YANKEV MAYZIL (January 24, 1889-June 9, 1943)
            Younger brother of Nakhmen Mayzil, he was born in Kiev, Ukraine.  He studied with itinerant teachers and tutors, and later he graduated from Kiev University.  During WWI he lived deep inside Russia.  Over the years 1918-1921, he was an active leader in the modern Jewish school and culture movement in Kiev; later, until WWII, he lived in Warsaw and worked with the publishers Kultur-lige (Culture league), and Shulkult (School culture).  He published articles in Der fraynd (The friend) in St. Petersburg-Warsaw, and Bikher-velt (Book world) and Literarishe bleter (Literary leaves) in Warsaw.  Together with his wife Yudes Blumenfeld-Mayzil, he translated U. N. Gnesin’s novel Etsel (Close by) into Yiddish as Froym margolis (Ephraim Margolis) (Warsaw, 1925), 167 pp.; and Knut Hamsun’s Di vayber baym brunem (Women at the pump [original: Konerne ved vandposten (Women at the tap)]) (Warsaw, 1929), 536 pp.  When the Germans invaded Poland, he fled to Lemberg.  In October 1941 he arrived in Borshchov (Borshchiv), and there the Nazis shot him together with other Jews who were hiding among the victims in the cemetery.  In Sefer borshtshiv (Volume for Borshchiv), there was published Mayzil’s letter to his son in which he described the violence perpetrated by the Germans and Ukrainians in the years of Jewish Holocaust.
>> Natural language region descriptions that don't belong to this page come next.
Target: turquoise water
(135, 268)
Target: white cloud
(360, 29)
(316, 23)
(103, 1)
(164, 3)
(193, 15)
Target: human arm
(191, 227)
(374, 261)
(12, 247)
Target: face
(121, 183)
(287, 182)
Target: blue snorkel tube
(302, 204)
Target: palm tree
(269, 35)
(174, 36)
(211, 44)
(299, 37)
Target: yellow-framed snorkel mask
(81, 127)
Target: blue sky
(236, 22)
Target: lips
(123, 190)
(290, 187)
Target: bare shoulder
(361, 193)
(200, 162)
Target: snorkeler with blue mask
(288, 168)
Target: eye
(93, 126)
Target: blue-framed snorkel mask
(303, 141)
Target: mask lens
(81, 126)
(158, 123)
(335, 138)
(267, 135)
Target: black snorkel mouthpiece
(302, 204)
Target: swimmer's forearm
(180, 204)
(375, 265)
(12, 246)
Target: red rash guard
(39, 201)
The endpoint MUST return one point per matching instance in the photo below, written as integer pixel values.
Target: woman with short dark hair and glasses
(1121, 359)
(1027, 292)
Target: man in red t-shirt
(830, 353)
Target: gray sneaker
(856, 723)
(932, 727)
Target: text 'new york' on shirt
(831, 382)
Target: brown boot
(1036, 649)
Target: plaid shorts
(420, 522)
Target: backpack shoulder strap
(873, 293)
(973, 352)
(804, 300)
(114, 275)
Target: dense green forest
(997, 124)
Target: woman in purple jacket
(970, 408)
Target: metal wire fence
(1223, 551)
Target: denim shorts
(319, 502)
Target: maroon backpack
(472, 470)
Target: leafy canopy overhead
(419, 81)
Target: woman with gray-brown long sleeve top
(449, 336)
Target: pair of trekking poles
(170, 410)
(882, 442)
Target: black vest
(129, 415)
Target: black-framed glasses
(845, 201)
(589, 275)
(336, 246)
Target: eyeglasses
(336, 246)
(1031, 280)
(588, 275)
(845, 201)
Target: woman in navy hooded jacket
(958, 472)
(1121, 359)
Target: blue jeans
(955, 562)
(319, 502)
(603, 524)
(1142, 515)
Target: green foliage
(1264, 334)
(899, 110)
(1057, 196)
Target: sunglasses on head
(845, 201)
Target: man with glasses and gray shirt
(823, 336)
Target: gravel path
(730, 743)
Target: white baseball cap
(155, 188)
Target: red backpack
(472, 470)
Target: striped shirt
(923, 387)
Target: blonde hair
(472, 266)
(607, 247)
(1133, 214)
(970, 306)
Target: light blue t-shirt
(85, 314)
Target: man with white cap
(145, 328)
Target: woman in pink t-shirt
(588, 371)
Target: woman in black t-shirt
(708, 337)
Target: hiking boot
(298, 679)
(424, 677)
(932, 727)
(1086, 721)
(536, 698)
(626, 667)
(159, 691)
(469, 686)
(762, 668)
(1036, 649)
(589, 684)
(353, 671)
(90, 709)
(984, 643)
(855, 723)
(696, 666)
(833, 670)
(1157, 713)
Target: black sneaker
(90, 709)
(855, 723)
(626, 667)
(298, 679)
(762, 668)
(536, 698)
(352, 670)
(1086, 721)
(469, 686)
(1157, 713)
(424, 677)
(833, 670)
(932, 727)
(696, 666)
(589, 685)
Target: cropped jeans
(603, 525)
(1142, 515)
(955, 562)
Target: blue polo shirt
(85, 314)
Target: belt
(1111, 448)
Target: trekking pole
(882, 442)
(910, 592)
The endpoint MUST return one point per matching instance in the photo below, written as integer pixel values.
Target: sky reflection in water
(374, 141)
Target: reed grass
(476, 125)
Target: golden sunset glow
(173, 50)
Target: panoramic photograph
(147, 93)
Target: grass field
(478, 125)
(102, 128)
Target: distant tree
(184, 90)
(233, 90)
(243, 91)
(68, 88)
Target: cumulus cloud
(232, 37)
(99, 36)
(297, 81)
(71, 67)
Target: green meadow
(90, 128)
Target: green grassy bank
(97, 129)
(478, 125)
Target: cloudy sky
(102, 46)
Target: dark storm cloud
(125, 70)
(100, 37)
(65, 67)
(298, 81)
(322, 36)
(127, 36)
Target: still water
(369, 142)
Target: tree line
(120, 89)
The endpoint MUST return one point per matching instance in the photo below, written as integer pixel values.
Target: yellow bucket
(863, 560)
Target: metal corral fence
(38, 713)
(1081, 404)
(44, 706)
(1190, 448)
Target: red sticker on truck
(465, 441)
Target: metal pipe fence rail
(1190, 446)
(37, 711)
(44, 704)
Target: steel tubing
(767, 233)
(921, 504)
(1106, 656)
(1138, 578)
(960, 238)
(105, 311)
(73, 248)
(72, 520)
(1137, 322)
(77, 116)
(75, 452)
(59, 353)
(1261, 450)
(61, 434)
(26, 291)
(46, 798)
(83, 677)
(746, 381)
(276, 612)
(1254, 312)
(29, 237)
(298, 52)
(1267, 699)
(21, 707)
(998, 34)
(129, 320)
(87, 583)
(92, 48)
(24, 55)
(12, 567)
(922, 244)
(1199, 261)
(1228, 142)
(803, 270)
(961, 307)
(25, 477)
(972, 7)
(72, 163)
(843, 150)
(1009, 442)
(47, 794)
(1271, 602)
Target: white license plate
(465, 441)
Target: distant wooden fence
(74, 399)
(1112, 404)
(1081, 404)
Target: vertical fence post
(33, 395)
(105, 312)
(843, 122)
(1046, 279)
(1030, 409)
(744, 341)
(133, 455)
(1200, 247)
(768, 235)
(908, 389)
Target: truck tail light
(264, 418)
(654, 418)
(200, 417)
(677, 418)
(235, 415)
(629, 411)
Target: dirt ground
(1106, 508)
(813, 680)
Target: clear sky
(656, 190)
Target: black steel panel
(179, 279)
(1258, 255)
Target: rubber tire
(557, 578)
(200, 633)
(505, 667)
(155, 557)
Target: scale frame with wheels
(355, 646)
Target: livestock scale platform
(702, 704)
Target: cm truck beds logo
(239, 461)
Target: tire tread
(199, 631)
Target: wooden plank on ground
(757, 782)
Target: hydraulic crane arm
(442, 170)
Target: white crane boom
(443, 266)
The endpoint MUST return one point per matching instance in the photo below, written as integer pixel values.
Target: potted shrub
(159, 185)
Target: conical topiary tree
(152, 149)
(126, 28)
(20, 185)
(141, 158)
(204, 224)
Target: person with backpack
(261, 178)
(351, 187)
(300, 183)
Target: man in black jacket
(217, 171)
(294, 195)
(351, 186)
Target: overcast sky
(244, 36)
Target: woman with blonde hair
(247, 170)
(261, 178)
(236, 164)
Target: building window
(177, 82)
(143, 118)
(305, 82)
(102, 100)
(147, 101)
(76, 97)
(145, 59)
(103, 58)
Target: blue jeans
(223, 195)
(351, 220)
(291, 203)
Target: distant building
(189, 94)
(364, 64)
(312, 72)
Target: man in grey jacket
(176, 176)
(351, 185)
Sources: Zalmen Reyzen, Leksikon, vol. 2; Yidishe shriftn (Yiddish writings) (Lodz, 1946); Yanos Turkov, Azoy iz es geven (That’s how it was) (Buenos Aires, 1948), p. 25; Lerer-yizker-bukh (Remembrance volume for teachers) (New York, 1954), pp. 50-51; Sefer borshtshiv (Volume for Borshchiv) (Tel Aviv, 1960), pp. 238-47; information from Nakhmen Mayzil in New York.